La guerre en Ukraine a tout changé. La Suisse se réarme et l'armée veut remettre en service d'anciens bunkers de combat équipés de mortiers. Au total, 112 installations de ce type ont été construites entre 1960 et 2003. En cas d'urgence, elles devaient bombarder les frontières nationales ou les axes de circulation importants. 

En 2018, le Parlement a décidé de mettre hors service les mortiers de forteresse. Le ministre de la Défense de l'époque, Ueli Maurer, a évoqué la «fin du concept de réduit». Depuis, certains bunkers ont été vendus à des particuliers. Mais la guerre en Ukraine a mis un terme à ces ventes.

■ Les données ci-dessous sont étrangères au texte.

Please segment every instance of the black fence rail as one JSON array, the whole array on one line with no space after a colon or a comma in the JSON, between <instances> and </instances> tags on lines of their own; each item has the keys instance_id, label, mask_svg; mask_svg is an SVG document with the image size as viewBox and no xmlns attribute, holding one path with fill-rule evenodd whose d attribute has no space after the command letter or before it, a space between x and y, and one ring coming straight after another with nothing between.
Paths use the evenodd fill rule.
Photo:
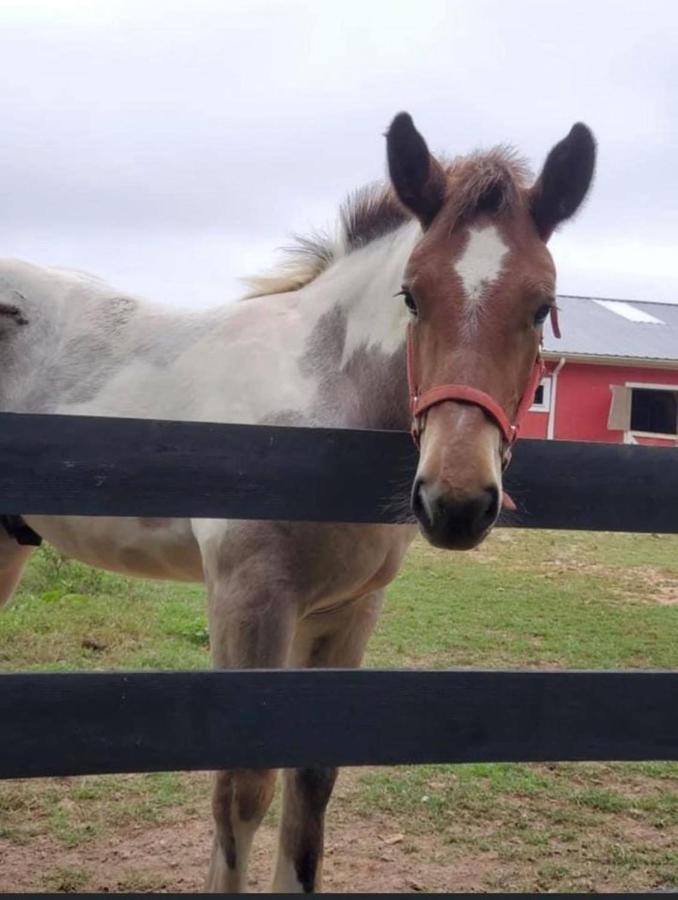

L'armée cherche des conseils

L'armée s'engage désormais dans un retour en force des bunkers. L'Office fédéral de l'armement (Armasuisse) a lancé un appel d'offres public pour une étude de projet sur la plateforme d'acquisition Simap. L'armée espère recueillir des conseils sur la manière de transformer les fortifications désaffectées en «nœuds de défense difficiles à attaquer», équipés d'une électronique de pointe, mais nécessitant le moins de travaux structurels possible.

Le public cible de cette appel d'offres comprend les PME innovantes, les start-ups et les spin-offs. L'objectif est de renforcer la coopération entre l'industrie et l'armée, explique un porte-parole de l'armée.

L'objectif initial est clair: il faut une solution capable de tirer sur des cibles terrestres blindées et souples à une distance d'au moins 10 kilomètres et idéalement 30, ainsi que sur des cibles aériennes volant à basse altitude jusqu'à 10 kilomètres. Le système devrait être opérationnel en quelques heures et avec le moins de soldats possible.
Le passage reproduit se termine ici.